The line, that pesky line, between “healthy” and “unhealthy” is amazingly thin. One minute, there you are...feeling fine and as if the world is mostly working. The next, a complete reversal of fortune strikes and you’re hanging on for dear life.
I was reminded of this again this week when, on Thursday night, in the middle of the night, about 2:00 a.m., I awoke with a blazing attack of sciatica. Of the constellation of body aches and pains I typically deal with, this is not one of them. So the whole episode was a very big surprise.
I eased out of bed in a pain-induced haze to try and figure what was going on, and practically fell flat on my face – as the left leg and hip would not tolerate any weight at all (without a pain level high enough to bring me close to unconsciousness). I may have screamed, I can’t actually remember. Surely inside my head I was screaming: what the fuck is going on here?!??
I had to go to the bathroom, so I gingerly, ever-so-slowly-and-agonizingly, made my way there to do my business. And, then back to bed. There wasn’t even a hint of this problem during the day or evening on Thursday. Yet, here I was...thinking about an emergency-room visit (not likely: I couldn’t possibly drive), or cortisone shots, or back surgery. Anything to rid me of this curse.
The next time I had to get up, I made my way to the computer and sent an email to my Feldenkrais practitioner to see if she had time to see me on Friday. I knew I wasn’t going to be making it into work in this kind of condition.
Before 7:00 a.m., she had replied, saying that I could come in at 4:00 p.m.. I took the day off, improving enough during the day so that I could actually make the drive to her office. And, as I sit here in Starbucks on Sunday afternoon writing this, I feel mostly “normal” again. Although during the night Friday night, and then again last night, the mere act of lying down in bed aggravated the condition. I’m fairly sleep-deprived at this point, but mostly pain-free.
But, I’m still thinking about that line and how quickly I’d slipped over it.
And, I’m pondering the chronic-pain-filled life of Amy Silverstein. I just this week finished reading her memoir entitled Sick Girl. In this excellent work of autobiography, Silverstein relates the story of her heart-disease diagnosis at age 24 that led, very swiftly, to a heart transplant. This is an eye-opening tale of what the life of a transplant patient is like after the operation. It’s truly not pretty, what with the twice-daily doses of obnoxious medicine that’s needed to fight organ rejection as well as the constant, unrelenting feeling of having something foreign in your body: and of never feeling good, right or normal again. Surprisingly, she’s survived this way for over twenty years now (despite being told that the heart would likely last ten).
At one point, Silverstein makes the observation that, sooner or later, we all face death and dying, and, for many, there’s the possibility of long-term illness along the way. She suggests that the longer we can live without having to face a life-threatening disease, the luckier we are.
And she’s probably right.
For my part, through all my issues with chronic pain, during the past few years especially, I have been pretty lucky. Nothing I’ve had has been essentially life threatening. And I’ve been incredibly successful in healing myself enough to function, these days, more-or-less, normally.

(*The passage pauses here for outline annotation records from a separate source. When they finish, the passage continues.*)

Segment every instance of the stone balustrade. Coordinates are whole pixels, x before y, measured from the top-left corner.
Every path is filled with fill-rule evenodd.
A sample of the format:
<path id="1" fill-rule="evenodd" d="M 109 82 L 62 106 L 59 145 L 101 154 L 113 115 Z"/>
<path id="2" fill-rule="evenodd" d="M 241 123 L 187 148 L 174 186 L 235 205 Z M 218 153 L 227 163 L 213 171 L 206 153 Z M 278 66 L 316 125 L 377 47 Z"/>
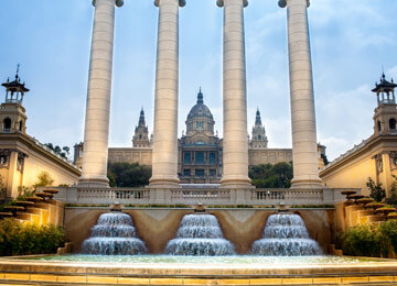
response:
<path id="1" fill-rule="evenodd" d="M 346 189 L 255 189 L 236 191 L 233 188 L 200 185 L 180 188 L 57 188 L 57 200 L 77 205 L 333 205 L 345 199 Z M 360 193 L 360 189 L 354 189 Z"/>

Nobody gets out alive, though. Nobody. And my anxiety level is raised lately with the prospect that I’ll be faced with a prostate biopsy in a couple of months. But, in the aftermath of a rather brief bout with sciatica, and knowing the first-hand experience of a heart-transplant patient, I feel fortunate. We’ll see how long my luck holds out, however. When is it going to be my time?
One of these days.
Soundtrack Suggestion
Well that’ll be the day when you say goodbye
Yeah, yes that’ll be the day when you make me cry
You say you’re gonna leave me, you know it’s a lie
’Cause that'll be the day when I die.